The new volume of Name & Place contains the toponymic proceedings of ICC Paris 2011. They can be called the first tangible result of the new Commission/WG.
A short history of the Journal Name and Place
In 1969 the Society Name and Place commenced publishing its annual “Journal”, which contains essays on various place-name topics. Most English counties are now covered in its place-name survey, however its early volumes are not as detailed as its later ones. From the 1960s there has been a change in the interpretation of some place-names, resulting from the detailed comparison of distributions of the place-name types which had been thought to be early Saxon and archaeological evidence.
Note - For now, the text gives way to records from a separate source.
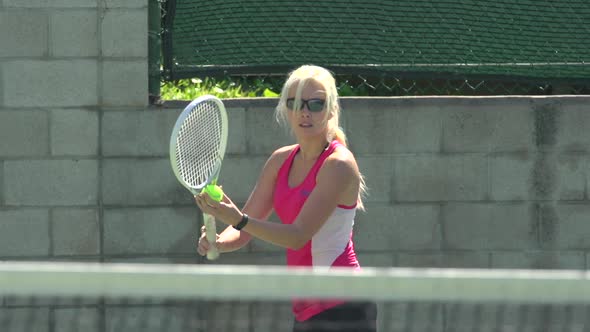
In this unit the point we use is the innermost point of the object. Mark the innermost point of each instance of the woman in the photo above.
(315, 188)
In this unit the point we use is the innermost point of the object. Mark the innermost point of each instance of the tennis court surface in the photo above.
(58, 297)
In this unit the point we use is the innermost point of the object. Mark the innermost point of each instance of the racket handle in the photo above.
(211, 234)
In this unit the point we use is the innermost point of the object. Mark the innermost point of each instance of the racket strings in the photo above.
(199, 141)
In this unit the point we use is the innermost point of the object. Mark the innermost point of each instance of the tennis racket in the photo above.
(197, 147)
There was originally also a bias towards interpreting names as Anglo-Saxon, and some have now been shown to be more likely Celtic. Kenneth Hurlstone Jackson advised on Celtic names.
By 2007 it had published 82 volumes of the county-by-county Survey of English Place-Names, aimed mainly at scholarly and academic users, and a range of books and booklets on names organized by region or by category (e.g. field-names), as well as some county dictionaries aimed mainly at a nonspecialist audience.
The Society is starting to publish a new series of booklets on placename elements, but it is likely to be some time before this is complete. The Survey has been consistently supported, morally and practically, by the British Academy, and from 2005 to 2010 was supported by a large grant from the Arts and Humanities Research Council.
English Place-Name Society material was used as the basis of the The Cambridge dictionary of English place-names published in 2004.